Mr. Curran accused the democracy-building group, the International Republican Institute, of trying to undermine the reconciliation process after disputed 2000 Senate elections threw Haiti into a violent political crisis. The group’s leader in Haiti, Stanley Lucas, an avowed Aristide opponent from the Haitian elite, counseled the opposition to stand firm, and not work with Mr. Aristide, as a way to cripple his government and drive him from power, said Mr. Curran, whose account is supported in crucial parts by other diplomats and opposition figures. Many of these people spoke publicly about the events for the first time.

Mr. Curran, a 30-year Foreign Service veteran and a Clinton appointee retained by President Bush, also accused Mr. Lucas of telling the opposition that he, not the ambassador, represented the Bush administration’s true intentions. Records show that Mr. Curran warned his bosses in Washington that Mr. Lucas’s behavior was contrary to American policy and “risked us being accused of attempting to destabilize the government.” Yet when he asked for tighter controls over the I.R.I. in the summer of 2002, he hit a roadblock after high officials in the State Department and National Security Council expressed support for the pro-democracy group, an American aid official wrote at the time.

The International Republican Institute is one of several prominent nonprofit groups that receive federal funds to help countries develop the mechanisms of democracy, like campaigning and election monitoring. Of all the groups, though, the I.R.I. is closest to the administration. President Bush picked its president, Lorne W. Craner, to run his administration’s democracy-building efforts. The institute, which works in more than 60 countries, has seen its federal financing nearly triple in three years, from $26 million in 2003 to $75 million in 2005. Last spring, at an I.R.I. fund-raiser, Mr. Bush called democracy-building “a growth industry.” These groups walk a fine line. Under federal guidelines, they are supposed to nurture democracy in a nonpartisan way, lest they be accused of meddling in the affairs of sovereign nations. But in Haiti, according to diplomats, Mr. Lucas actively worked against President Aristide.

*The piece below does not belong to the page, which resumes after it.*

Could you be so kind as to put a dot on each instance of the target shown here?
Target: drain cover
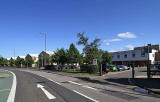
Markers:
(141, 90)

While it can be counted on not to engage in these kinds of deadly shenanigans, the Obama administration hasn’t taken much meaingful action on Haiti in the past year. It did pull back on some of the harshest deportation policies of the Bush years, which affected Haitians fleeing their country’s shores. But it has implemented few of the recommendations, for example, put out by the Haitian Lawyers Leadership Network after Obama’s inauguration, which included canceling debts and increasing trade.

For the most part, Europe and the United States have continued to sit by as Haiti has grown poorer and poorer. When I was there you could find the children just outside Cite Soleil, the giant slum, living in the garbage dump, waiting for the US army trucks to dump the scraps left from the meals of American soldiers. There they stood, knee deep in garbage, fighting for bits of food. As for the old, they people every street, gathering at the Holiday Inn at Port au Prince in wheelchairs, waiting at the doorway in search of a coin or two. They have no social safety net. And nobody with any money—no bank, no insurance company, no hedge fund, no mutual fund—ever makes any serious investment in the country.

It is hard to imagine what a magnitude 7 earthquake might do to a city that on any ordinary day already resembles a disaster area.  Today, compassionate Americans will wince at the photos, then pick their way among the foundations which offer alms to the Haitian poor. Here is one unlikely proposal to help Haiti, taken from Juan Cole’s email listserv this morning:

Memo to Obama on Haiti: “It’s reported that Goldman Sachs, Morgan Stanley and JPMorgan Chase combined have set aside $47 billion for bonuses,” says an NPR account, according to Cole. “Haiti’s annual gross domestic product in nominal terms is about $7 bn. a year. Seize the bonuses. Send them to Haiti.”

It’ll never happen, of course. But if there were any justice in the world, it would.